We want to help North Carolinians save for retirement. This bill does it smartly | Opinion
Nearly half of North Carolina’s private sector workers don’t have a retirement savings plan through their employer, making it harder to save for retirement. New legislation in the North Carolina General Assembly would fix that, creating a statewide plan that workers can put a little bit of each paycheck into, invested and managed out of the state treasurer’s office.
It’s a commonsense way to help people live better lives without adding another obligation on small business owners.
House Bill 79 and Senate Bill 110 — bills called North Carolina Work and Save — essentially set up a 401k plan for people without 401ks. The proposal builds wealth and creates a new perk for businesses that may have few employees and don’t need the administrative work — or the potential thousands of dollars a year in bank fees — needed to set up these accounts.
We’re among this proposal’s dozens of bipartisan sponsors because it’s an excellent idea. Twenty other states already have similar programs, and they’ve been successful, which is why groups like the AARP are championing the proposal here.
If workers opt in, some of each paycheck is invested through automatic payroll deductions. The state treasurer’s office, which is already responsible for investing the state’s $127 billion pension plan for state employees, would guide the investment strategy, through a public-private partnership, to help these accounts grow.
Those savings would typically go into a Roth IRA, which grows tax free. Under the U.S. tax code you can invest up to $7,000 a year in a Roth IRA, and even if the companies you invest in grow tremendously over the life of your investment, you pay $0 in taxes on that growth.
After owning a home, this sort of investment may be the greatest wealth builder available to American families, but the ability to make automatic deductions through a workplace plan — that’s the key.
A 2023 study by the Employee Benefit Research Institute found that 65% of people with a workplace plan had $100,000 or more saved for retirement. Those without a plan established by their employer? Only 11% had those savings.
This access is uneven. According to a national AARP study, roughly 75% of workers without a high school degree don’t have an employer-provided retirement plan. About 78% of workers at companies with fewer than 10 employees don’t have one. And 65% of workers at companies with 10 to 24 employees don’t have one.
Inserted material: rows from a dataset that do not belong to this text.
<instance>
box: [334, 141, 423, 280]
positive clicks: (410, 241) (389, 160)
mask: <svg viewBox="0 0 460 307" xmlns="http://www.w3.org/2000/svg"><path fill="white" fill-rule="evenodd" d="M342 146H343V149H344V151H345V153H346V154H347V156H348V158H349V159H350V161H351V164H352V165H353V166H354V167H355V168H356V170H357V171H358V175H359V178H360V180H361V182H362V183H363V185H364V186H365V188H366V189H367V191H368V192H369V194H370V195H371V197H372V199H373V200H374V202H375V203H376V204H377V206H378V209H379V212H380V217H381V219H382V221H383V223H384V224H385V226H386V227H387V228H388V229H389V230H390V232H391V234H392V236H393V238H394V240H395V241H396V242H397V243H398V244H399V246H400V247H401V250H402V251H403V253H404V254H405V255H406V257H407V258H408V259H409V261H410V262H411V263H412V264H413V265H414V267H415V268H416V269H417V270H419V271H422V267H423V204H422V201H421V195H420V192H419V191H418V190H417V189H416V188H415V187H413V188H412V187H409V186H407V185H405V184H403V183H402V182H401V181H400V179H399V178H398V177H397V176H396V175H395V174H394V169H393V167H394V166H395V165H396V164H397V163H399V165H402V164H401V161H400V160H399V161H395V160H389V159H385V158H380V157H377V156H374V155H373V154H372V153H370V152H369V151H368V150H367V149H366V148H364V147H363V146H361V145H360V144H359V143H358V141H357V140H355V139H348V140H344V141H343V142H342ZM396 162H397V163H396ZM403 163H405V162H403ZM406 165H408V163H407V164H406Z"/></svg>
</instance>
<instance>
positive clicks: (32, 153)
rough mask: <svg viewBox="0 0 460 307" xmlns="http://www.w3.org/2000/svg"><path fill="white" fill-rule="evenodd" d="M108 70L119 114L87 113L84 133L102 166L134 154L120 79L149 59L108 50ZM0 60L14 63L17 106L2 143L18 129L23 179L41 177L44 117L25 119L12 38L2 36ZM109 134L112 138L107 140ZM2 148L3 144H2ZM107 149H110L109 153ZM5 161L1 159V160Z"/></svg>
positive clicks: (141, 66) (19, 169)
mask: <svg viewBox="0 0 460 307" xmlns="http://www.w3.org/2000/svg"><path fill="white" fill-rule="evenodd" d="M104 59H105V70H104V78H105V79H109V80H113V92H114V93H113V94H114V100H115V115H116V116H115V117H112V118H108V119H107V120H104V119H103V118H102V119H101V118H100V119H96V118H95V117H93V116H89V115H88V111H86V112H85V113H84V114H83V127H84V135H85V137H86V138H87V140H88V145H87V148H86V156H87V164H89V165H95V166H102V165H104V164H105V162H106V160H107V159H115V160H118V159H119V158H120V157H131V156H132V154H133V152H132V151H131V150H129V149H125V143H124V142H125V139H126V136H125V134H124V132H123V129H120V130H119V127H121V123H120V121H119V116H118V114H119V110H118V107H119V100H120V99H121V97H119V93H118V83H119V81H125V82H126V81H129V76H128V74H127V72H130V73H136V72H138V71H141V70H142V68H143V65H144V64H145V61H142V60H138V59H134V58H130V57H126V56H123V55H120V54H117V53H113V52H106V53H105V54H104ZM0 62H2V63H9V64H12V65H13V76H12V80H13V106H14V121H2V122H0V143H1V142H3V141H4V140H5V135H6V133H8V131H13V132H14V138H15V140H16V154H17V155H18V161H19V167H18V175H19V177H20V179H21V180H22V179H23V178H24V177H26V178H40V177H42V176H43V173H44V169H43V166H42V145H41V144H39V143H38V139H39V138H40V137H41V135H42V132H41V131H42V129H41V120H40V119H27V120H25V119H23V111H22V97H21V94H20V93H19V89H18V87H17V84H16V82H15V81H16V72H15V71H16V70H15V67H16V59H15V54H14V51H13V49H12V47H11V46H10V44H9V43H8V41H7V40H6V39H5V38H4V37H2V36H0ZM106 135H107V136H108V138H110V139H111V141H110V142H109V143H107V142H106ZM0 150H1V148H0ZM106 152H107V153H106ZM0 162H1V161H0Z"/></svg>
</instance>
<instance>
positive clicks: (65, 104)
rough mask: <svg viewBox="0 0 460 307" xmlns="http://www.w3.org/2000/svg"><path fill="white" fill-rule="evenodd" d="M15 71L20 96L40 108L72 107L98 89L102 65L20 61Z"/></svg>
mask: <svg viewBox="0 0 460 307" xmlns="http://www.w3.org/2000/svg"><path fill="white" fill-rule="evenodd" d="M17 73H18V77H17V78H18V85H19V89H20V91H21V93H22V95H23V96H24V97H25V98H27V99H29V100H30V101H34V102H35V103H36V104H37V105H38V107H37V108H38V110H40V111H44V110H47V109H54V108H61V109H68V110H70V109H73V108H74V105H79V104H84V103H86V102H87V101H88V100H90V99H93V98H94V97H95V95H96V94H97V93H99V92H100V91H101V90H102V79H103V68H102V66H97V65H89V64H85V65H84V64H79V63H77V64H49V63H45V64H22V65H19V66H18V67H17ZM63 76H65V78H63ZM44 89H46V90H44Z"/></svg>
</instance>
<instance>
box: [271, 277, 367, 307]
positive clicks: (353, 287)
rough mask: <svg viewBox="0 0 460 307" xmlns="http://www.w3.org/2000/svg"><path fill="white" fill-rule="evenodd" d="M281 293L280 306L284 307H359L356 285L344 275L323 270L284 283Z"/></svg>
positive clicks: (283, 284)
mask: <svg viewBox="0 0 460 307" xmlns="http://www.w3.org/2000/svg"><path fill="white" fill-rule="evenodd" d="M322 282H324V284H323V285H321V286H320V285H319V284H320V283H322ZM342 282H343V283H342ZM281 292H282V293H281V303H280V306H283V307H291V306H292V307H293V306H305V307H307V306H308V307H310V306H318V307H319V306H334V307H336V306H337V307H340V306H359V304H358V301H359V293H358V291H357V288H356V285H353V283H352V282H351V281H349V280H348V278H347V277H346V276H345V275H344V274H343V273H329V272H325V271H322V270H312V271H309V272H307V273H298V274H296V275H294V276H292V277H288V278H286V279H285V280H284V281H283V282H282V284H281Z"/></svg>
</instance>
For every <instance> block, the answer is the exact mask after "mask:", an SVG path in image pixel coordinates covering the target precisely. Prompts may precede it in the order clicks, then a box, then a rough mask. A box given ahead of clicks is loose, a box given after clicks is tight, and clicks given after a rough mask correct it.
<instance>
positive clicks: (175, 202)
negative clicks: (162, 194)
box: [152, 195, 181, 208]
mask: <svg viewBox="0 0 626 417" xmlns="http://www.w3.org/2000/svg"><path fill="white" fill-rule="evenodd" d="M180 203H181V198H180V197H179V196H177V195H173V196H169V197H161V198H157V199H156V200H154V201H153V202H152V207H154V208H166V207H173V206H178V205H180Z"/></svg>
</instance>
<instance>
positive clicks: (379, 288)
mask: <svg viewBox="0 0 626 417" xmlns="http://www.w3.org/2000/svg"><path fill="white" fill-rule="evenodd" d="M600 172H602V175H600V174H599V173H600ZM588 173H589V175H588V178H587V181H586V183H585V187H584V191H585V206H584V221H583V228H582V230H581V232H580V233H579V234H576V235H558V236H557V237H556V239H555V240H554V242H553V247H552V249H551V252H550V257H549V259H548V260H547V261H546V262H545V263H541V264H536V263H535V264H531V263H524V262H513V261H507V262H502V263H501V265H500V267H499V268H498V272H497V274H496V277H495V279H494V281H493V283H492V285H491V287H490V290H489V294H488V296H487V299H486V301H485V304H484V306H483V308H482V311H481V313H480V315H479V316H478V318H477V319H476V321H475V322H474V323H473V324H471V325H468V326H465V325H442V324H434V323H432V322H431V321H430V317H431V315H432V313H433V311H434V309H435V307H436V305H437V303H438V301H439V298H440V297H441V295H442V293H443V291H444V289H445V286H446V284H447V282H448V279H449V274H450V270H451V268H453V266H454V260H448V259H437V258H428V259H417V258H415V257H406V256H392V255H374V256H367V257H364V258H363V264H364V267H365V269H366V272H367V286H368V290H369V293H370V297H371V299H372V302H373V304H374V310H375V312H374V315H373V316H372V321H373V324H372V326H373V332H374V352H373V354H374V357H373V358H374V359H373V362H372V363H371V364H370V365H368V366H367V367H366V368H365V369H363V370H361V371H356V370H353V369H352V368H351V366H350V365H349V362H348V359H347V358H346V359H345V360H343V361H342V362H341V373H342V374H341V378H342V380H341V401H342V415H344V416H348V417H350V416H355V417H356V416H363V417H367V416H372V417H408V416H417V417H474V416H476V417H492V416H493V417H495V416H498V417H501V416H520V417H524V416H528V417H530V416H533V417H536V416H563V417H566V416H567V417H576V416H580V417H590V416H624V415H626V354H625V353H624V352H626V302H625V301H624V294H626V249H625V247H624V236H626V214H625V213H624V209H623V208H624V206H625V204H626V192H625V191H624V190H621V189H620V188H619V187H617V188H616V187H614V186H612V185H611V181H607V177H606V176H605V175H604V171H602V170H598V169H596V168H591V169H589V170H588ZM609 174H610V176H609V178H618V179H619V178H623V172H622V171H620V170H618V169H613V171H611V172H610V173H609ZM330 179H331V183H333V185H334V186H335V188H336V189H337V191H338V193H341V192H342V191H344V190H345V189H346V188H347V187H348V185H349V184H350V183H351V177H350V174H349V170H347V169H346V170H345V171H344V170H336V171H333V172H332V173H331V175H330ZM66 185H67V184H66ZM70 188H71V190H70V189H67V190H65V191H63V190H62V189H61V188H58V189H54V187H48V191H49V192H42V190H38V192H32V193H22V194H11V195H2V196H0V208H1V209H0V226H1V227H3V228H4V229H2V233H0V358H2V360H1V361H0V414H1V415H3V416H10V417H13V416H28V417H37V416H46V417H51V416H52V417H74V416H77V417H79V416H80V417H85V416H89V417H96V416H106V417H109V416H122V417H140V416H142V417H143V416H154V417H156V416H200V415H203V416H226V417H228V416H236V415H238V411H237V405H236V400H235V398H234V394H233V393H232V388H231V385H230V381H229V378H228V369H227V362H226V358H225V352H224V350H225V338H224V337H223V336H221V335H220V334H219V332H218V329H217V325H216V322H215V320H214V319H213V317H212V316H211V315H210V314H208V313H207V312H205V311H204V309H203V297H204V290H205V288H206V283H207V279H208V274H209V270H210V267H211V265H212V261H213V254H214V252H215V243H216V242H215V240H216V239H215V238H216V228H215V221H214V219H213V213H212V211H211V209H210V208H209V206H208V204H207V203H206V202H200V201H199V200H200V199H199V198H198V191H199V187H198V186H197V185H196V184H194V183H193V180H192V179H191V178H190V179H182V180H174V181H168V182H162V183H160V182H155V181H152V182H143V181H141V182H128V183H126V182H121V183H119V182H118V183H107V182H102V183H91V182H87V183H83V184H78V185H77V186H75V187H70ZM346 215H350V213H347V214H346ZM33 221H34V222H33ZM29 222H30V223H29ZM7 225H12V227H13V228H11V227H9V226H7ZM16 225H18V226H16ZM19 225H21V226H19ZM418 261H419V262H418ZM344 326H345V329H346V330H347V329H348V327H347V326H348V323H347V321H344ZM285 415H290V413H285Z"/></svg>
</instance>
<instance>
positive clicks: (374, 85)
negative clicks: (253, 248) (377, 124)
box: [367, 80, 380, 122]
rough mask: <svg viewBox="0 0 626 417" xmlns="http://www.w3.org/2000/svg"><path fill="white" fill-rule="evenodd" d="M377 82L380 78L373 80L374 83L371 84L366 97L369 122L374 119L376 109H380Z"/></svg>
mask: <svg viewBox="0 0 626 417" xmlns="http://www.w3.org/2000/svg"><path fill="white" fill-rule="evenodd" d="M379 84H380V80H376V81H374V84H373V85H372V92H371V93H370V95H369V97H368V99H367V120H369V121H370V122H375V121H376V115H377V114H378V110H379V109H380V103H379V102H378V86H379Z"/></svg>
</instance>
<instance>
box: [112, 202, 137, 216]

Even among companies with more than 1,000 workers, one-third of employees don’t have access to an employer-sponsored retirement plan. All of this adds up to nearly half of North Carolina’s private sector employees not having access.
The disparity is even sharper in the rural parts of our state. A national analysis of Census data found that workers in rural areas have roughly half the savings of people in urban areas. That’s a wealth gap of nearly $55,000 per family.
This doesn’t just impact families, it impacts all taxpayers. A 2023 Pew study calculated that insufficient retirement savings will cost both the state and federal government more in increased Medicaid and other public assistance costs, as well as reduce tax revenue. The study estimated those costs at $964 billion for the federal government over 20 years and an additional $9.9 billion for North Carolina’s state government.
The N.C. Work and Save legislation would help people help themselves without adding administrative red tape for business owners.